Top tips is a weekly column where we highlight what’s trending in the tech world today and list ways to explore these trends. This week, we’re looking at some of the cybersecurity strategies for supply chains.
Cyberattacks have been increasing, and supply chains have taken a hit. In 2022, the United States witnessed a surge in supply chain cyberattacks, which affected 1,743 entities—the highest reported figure since 2017. The number of impacted entities has experienced a remarkable year-over-year increase of around 235%.

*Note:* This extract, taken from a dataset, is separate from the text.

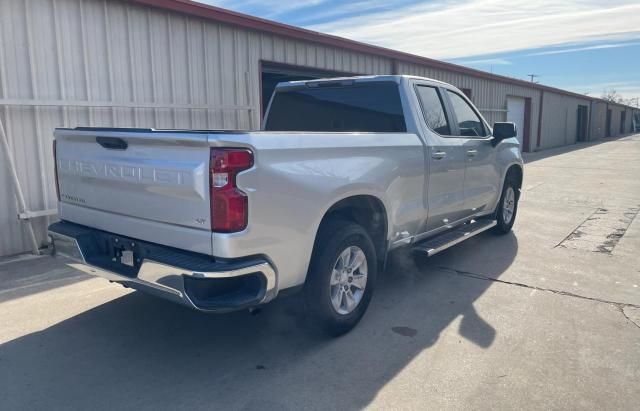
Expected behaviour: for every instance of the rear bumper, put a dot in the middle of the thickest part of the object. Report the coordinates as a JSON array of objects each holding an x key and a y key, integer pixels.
[{"x": 195, "y": 280}]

In the past few years, there have been some impactful supply chain attacks. One such incident was the 2020 SolarWinds cyberattack. The supply chain breach occurred on the Orion Platform, SolarWinds’ network management software. The breach compromised the data, networks, and systems of thousands of entities, including government organizations. The number of affected organizations was so large because the hack did not just expose SolarWinds users but also the data of the users’ customers and partners as well. So the number of victims grew exponentially from there. To date, this stands as one of the largest supply chain attacks to ever occur.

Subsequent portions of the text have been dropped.